Chi vuol suonare deve prima imparare ad ascoltare. La leggerezza che li unisce, la concreta passione che li avvolge nonostante i percorsi sinceramente divergenti, il calore che esprimono con pochi versi, uno sguardo, un solo accordo. La preparazione al tour de ‘Il padrone della festa’, primo disco del collettivo, è stata fatta in Europa, in solitaria, con una cassa e qualche ammennicolo per riprodurre la sezione ritmica. E così è partito il concerto: Alzo le mani, l’accettazione del fatto che il mondo è un’altra cosa ed è quello il vero suono che amiamo più di tutto, e via andare con moltissimi pezzi simbolici dei tre.
Tu sorridigli sornione. Avrebbero potuto suonare tutte le 12 tracce de Il padrone della festa, avrebbero potuto fare gli stronzi e suonare solo le canzoni più conosciute, avrebbero potuto suonare con l’imbarazzo di un incontro occasionale, pianificato ma nei fatti non così voluto. Ma così non è stato.
Tutto è stato perfetto. La scelta delle canzoni, l’ordine di queste, l’accostamento tra i momenti maliconico-agrodolci (in cui Fabi è perfetto) e quelli decisamente più spensierati (dove Silvestri domina con Salirò).

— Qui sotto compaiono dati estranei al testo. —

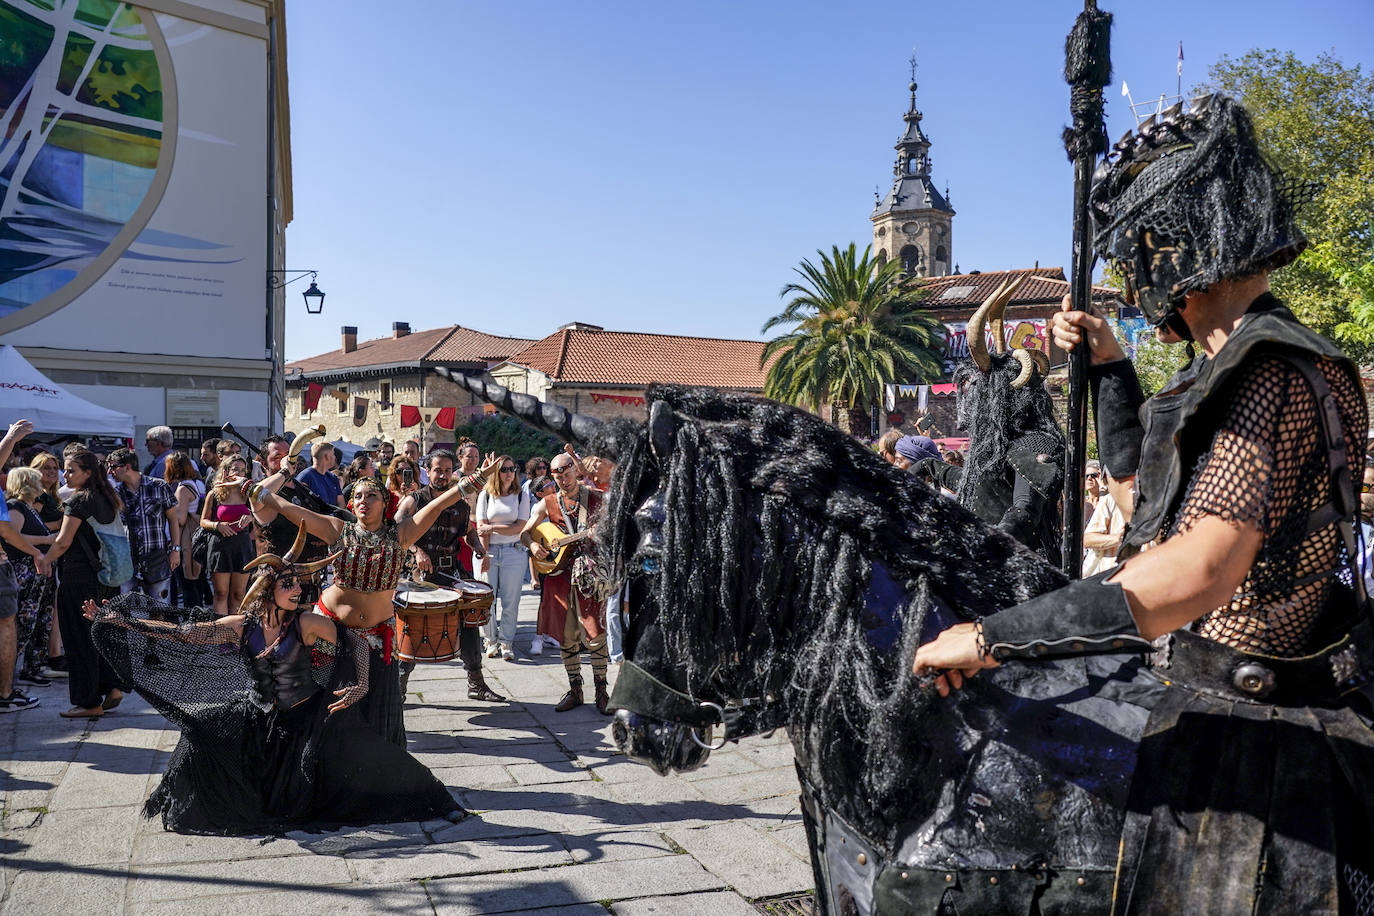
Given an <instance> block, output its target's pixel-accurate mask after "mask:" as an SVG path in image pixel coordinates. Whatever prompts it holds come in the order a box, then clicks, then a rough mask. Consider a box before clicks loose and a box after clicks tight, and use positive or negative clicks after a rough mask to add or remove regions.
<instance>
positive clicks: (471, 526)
mask: <svg viewBox="0 0 1374 916" xmlns="http://www.w3.org/2000/svg"><path fill="white" fill-rule="evenodd" d="M474 450H475V449H474ZM427 464H429V479H430V482H429V483H426V485H425V486H422V488H420V489H418V490H415V492H414V493H411V494H409V496H407V497H405V499H404V500H401V504H400V505H398V507H397V508H396V520H397V522H398V523H400V522H404V520H405V519H409V518H414V516H415V514H416V512H419V511H420V509H422V508H425V507H426V505H429V504H430V503H431V501H434V500H436V499H437V497H438V496H440V494H441V493H444V492H445V490H448V489H449V488H451V486H452V485H453V453H452V452H448V450H445V449H437V450H434V452H430V455H429V460H427ZM475 470H477V463H475V461H474V463H473V471H474V472H475ZM475 538H477V534H475V533H474V531H473V512H471V508H470V507H469V504H467V500H466V499H462V500H456V501H455V503H453V504H452V505H449V507H448V508H447V509H444V511H442V512H440V515H438V519H436V520H434V523H433V525H431V526H430V527H429V530H427V531H425V533H423V534H422V536H420V537H419V540H416V541H415V544H414V545H412V547H411V553H412V556H414V558H415V569H416V570H418V571H419V573H420V574H422V575H423V577H425V580H426V581H429V582H434V584H436V585H440V586H444V585H452V584H453V581H455V580H460V578H464V575H463V567H462V566H460V564H459V544H463V542H464V541H466V542H467V547H469V548H470V549H471V548H473V547H475V549H477V552H478V553H481V544H478V542H477V540H475ZM458 652H459V656H460V658H462V659H463V667H466V669H467V698H469V699H474V700H488V702H500V700H504V699H506V698H504V696H502V695H500V694H497V692H496V691H493V689H492V688H491V687H488V684H486V678H484V677H482V650H481V628H477V626H459V636H458ZM414 670H415V662H401V692H404V691H405V685H407V683H408V681H409V677H411V672H414Z"/></svg>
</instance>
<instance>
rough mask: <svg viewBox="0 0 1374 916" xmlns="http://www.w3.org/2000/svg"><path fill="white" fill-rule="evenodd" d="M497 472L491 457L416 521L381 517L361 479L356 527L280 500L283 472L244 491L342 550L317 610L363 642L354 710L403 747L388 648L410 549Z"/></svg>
mask: <svg viewBox="0 0 1374 916" xmlns="http://www.w3.org/2000/svg"><path fill="white" fill-rule="evenodd" d="M393 464H394V463H393ZM495 471H496V456H495V455H489V456H488V459H486V461H485V463H484V464H482V467H481V468H478V471H477V472H475V474H470V475H464V477H462V478H459V481H458V483H456V485H455V486H451V488H448V489H447V490H445V492H444V493H441V494H440V496H438V497H436V499H434V500H431V501H430V503H426V504H425V507H423V508H420V509H418V511H416V512H415V515H414V516H408V518H403V519H400V520H387V519H386V514H385V512H386V503H387V500H386V497H387V494H386V492H385V490H383V489H382V485H381V483H379V482H378V481H376V478H363V479H360V481H359V482H357V483H356V485H354V486H353V501H352V504H350V508H352V509H353V515H354V516H357V520H356V522H343V520H342V519H338V518H335V516H333V515H320V514H319V512H312V511H309V509H304V508H301V507H298V505H294V504H291V503H287V501H286V500H283V499H280V497H278V494H276V490H278V489H280V486H282V485H283V483H284V481H286V478H284V477H283V475H282V472H278V474H273V475H272V477H268V478H267V479H265V481H262V482H261V483H254V485H251V486H247V488H246V490H247V494H249V499H250V501H253V503H254V504H257V505H265V507H268V508H273V509H276V511H278V512H280V514H282V515H284V516H286V518H287V519H289V520H291V522H295V523H297V525H302V523H304V525H305V530H306V531H309V533H311V534H313V536H315V537H317V538H320V540H322V541H324V542H326V544H331V545H334V549H338V551H339V559H338V562H337V563H335V564H334V582H333V584H331V585H330V586H328V588H327V589H324V593H323V595H322V596H320V600H319V602H317V603H316V610H317V611H319V612H320V614H323V615H326V617H331V618H334V619H337V621H339V622H341V623H343V625H345V626H348V628H350V629H352V630H354V632H356V633H359V634H360V636H363V637H364V639H367V643H368V645H370V647H371V652H370V659H371V661H370V665H371V669H370V674H371V684H372V689H371V691H370V692H368V696H367V699H365V700H364V702H363V703H361V705H360V706H359V711H360V713H361V715H363V718H364V720H367V722H368V724H370V726H371V728H372V729H374V731H376V733H379V735H382V736H383V737H386V739H387V740H390V742H393V743H396V744H398V746H400V747H405V720H404V713H403V700H404V695H403V691H401V681H400V673H398V670H397V666H396V663H394V659H393V656H392V644H393V641H394V639H396V611H394V606H393V600H394V599H396V586H397V584H398V582H400V580H401V570H403V567H404V564H405V559H407V556H408V555H409V548H411V545H412V544H415V542H416V541H418V540H419V538H420V537H422V536H423V534H425V533H426V531H427V530H429V529H430V526H431V525H434V520H436V519H437V518H438V516H440V514H441V512H442V511H444V509H447V508H448V507H449V505H452V504H455V503H458V501H459V500H462V499H463V497H466V496H475V494H477V492H478V490H480V489H481V486H482V482H484V481H485V479H486V478H489V477H491V475H492V474H493V472H495Z"/></svg>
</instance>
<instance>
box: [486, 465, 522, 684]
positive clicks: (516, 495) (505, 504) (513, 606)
mask: <svg viewBox="0 0 1374 916" xmlns="http://www.w3.org/2000/svg"><path fill="white" fill-rule="evenodd" d="M526 520H529V494H528V493H525V492H523V490H522V489H521V486H519V477H518V475H517V474H515V461H514V459H511V456H510V455H503V456H502V457H500V459H499V464H497V466H496V474H493V475H491V477H489V478H486V485H485V486H484V488H482V492H481V493H480V494H478V496H477V536H478V537H480V538H482V548H484V551H485V553H486V556H485V558H482V562H481V563H482V566H481V571H482V573H485V574H486V582H488V584H489V585H491V586H492V591H493V592H495V593H496V604H495V606H493V608H492V610H493V614H492V615H491V618H488V621H486V644H488V647H489V648H488V655H495V654H496V652H499V654H500V655H502V658H504V659H506V661H513V659H514V658H515V626H517V622H518V618H519V592H521V586H522V585H523V584H525V569H526V564H528V562H529V556H528V553H526V551H525V545H523V544H521V540H519V533H521V530H523V527H525V522H526ZM497 608H500V610H499V614H497V612H495V611H496V610H497Z"/></svg>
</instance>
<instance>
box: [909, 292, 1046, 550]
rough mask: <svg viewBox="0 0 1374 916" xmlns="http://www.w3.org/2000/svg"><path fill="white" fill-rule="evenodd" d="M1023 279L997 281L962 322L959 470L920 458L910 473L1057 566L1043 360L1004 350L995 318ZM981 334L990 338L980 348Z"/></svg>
mask: <svg viewBox="0 0 1374 916" xmlns="http://www.w3.org/2000/svg"><path fill="white" fill-rule="evenodd" d="M1026 276H1028V275H1022V276H1020V277H1017V279H1014V280H1007V282H1006V283H1003V284H1000V286H999V287H998V288H996V290H995V291H993V293H992V295H989V297H988V298H987V301H984V304H982V306H980V308H978V310H977V312H974V313H973V317H970V319H969V331H967V335H969V360H966V361H965V363H962V364H960V365H959V368H958V369H956V371H955V374H954V380H955V385H956V387H958V408H956V409H958V426H959V430H962V431H963V433H966V434H967V435H969V456H967V459H966V460H965V466H963V467H956V466H952V464H945V463H944V461H941V460H938V459H923V460H921V461H918V463H916V467H915V468H914V470H915V471H916V472H918V474H923V475H926V477H927V478H930V479H932V481H934V482H936V483H938V485H940V486H944V488H947V489H949V490H954V493H955V494H956V496H958V499H959V504H960V505H963V507H966V508H967V509H970V511H971V512H973V514H974V515H977V516H978V518H981V519H982V520H984V522H987V523H988V525H996V526H998V527H1000V529H1002V530H1003V531H1006V533H1007V534H1010V536H1011V537H1014V538H1017V540H1018V541H1021V542H1022V544H1025V545H1028V547H1031V548H1032V549H1035V551H1039V552H1040V555H1041V556H1044V558H1046V559H1047V560H1050V562H1051V563H1055V564H1058V562H1059V534H1061V523H1059V494H1061V493H1062V492H1063V434H1062V433H1061V431H1059V426H1058V423H1057V422H1055V419H1054V405H1052V404H1051V402H1050V393H1048V391H1046V389H1044V379H1046V375H1048V372H1050V358H1048V357H1047V356H1046V354H1044V353H1041V352H1040V350H1025V349H1020V347H1015V349H1013V350H1011V352H1010V353H1009V352H1007V346H1006V336H1004V331H1003V321H1004V319H1003V316H1004V313H1006V309H1007V302H1010V301H1011V295H1013V294H1014V293H1015V291H1017V290H1018V288H1020V287H1021V284H1022V283H1025V279H1026ZM984 331H989V332H991V334H992V343H993V350H988V342H987V338H985V336H984Z"/></svg>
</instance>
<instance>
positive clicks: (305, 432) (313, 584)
mask: <svg viewBox="0 0 1374 916" xmlns="http://www.w3.org/2000/svg"><path fill="white" fill-rule="evenodd" d="M224 430H225V431H227V433H235V434H236V431H235V430H234V428H232V427H231V426H229V424H228V423H225V424H224ZM322 435H324V427H323V426H315V427H311V428H308V430H304V431H302V433H300V434H298V435H297V437H295V438H294V439H293V441H291V442H287V441H286V437H282V435H269V437H267V438H265V439H264V441H262V445H261V448H258V449H257V452H258V457H260V460H261V461H262V470H264V471H267V474H268V475H269V477H271V475H273V474H276V472H279V471H282V472H284V474H286V475H287V478H291V477H293V475H294V474H295V463H297V461H298V460H300V455H301V448H302V446H304V445H305V444H306V442H309V441H312V439H317V438H320V437H322ZM278 496H279V497H280V499H284V500H287V501H289V503H293V504H295V505H300V507H301V508H304V509H311V511H312V512H328V511H330V508H333V507H327V505H326V504H324V501H323V500H320V499H319V497H317V496H315V493H313V492H311V489H309V488H308V486H304V485H301V483H297V482H295V481H294V479H289V481H287V482H283V486H282V490H280V492H279V494H278ZM251 509H253V520H254V522H256V523H257V526H258V530H260V537H258V551H260V552H261V553H264V555H280V553H283V552H284V551H286V549H287V548H289V547H290V545H291V544H293V540H294V538H295V531H297V523H293V522H291V520H290V519H287V518H284V516H283V515H282V514H280V512H278V511H276V509H273V508H269V507H267V505H262V504H256V505H251ZM328 551H330V545H328V544H326V542H324V541H322V540H320V538H317V537H313V536H311V534H306V538H305V547H302V548H301V549H300V551H297V556H298V558H300V560H301V562H304V563H308V562H312V560H317V559H320V558H322V556H324V555H326V553H328ZM320 575H323V570H320V571H316V573H313V574H309V575H306V577H305V578H302V580H301V603H302V604H305V606H313V604H315V603H316V602H317V600H320Z"/></svg>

Una tripartizione si può fare, come fra tesi, antitesi e sintesi. Fabi è un piccolo compendio della vita quotidiana, un ‘diario degli errori’. Gazzè a volte arriva a picchi filosofici, come le radici del fratello autore, esplode su piccole gemme di amore puro e su scintille di ragione. Poi arriva Silvestri e unisce il tutto con metafore accostate a scorci di quotidiana sconsolatezza.
Fatece largo che passa il corteo. Facciamola finita co’ sta scena romana. Sì, i compagni di tour dei tre sono amici di lunga data e spesso nati e cresciuti negli stessi locali, nelle solite sale prove, nei bugigattoli vicino alle osterie. Due su tutti: Adriano Viterbini (che qui ho intervistato nella veste dei Black Friday) e Roberto Angelini, con una fama ritrovata grazie al romanissimo programma Gazebo di Rai 3. Però la romanità nasce e muore lì, nell’anagrafe. Il suono di un consolidato pop intinto di acustico, quello delle chitarre acustiche come primaria fonte di ispirazione, prima anche del pianoforte, è l’unica cifra stilistica che si può riconoscere in tutti e tre gli artisti. Poi stop.
Io non ho la religiosa accettazione della fine. Quasi 3 ore di concerto. Nella tracklist potete intravedere sessant’anni di carriera (vent’anni per tre), svariati Festival di Sanremo, il decollo e la morte della tv musicale commerciale, la rinascita, sempre un po’ sforzata, del pop intelligente e del cantautorato. Doveva essere logico un concerto così piacevolmente lungo (solo Springsteen ha precedenti di questo tipo). Un saliscendi di emozioni, con moderato uso delle proiezioni, soprattutto nei nuovi pezzi come Il padrone della festa, Alzo le mani, Life is sweet. Teatrini buffi come il botta e risposta con i pezzi più famosi dei tre ne L’avversario o lo smorzatensione di Corazon Espinado. E alla fine del concerto esce un bis, e poi un altro e poi un terzo. La cosa più sinceramente bella è la passione messa dai tre: Fabi più visibile nell’agitazione del momento, Gazzè nei sorrisi a mezza bocca, Silvestri nel cazzeggio.
Il 90% delle band italiane, statistica fatta un po’ a caso, nemmeno nel loro ultimo concerto prima di sciogliersi dopo una carriera incredibilmente stupenda riuscirebbero nell’intento di trasmettere la metà dell’entusiasmo di questo concerto. Ogni bis di FSG era un ringraziamento alla folla del Mandela Forum, nemmeno i tre fossero nati e cresciuti nella città del David.
Alzo le mani. I paragoni non sono mai carini. Ma nemmeno De Gregori e Dalla hanno saputo tirar fuori un tour così. Mi si dirà: ma loro la storia della musica italiana la stavano facendo in quel momento. Ma nessuno aveva coscienza di ciò, ribatto. E nemmeno ora con questo trio. Ma chissà che, se ancora non fosse chiaro, riporteremo queste tre figure nel posto che loro compete. In cima.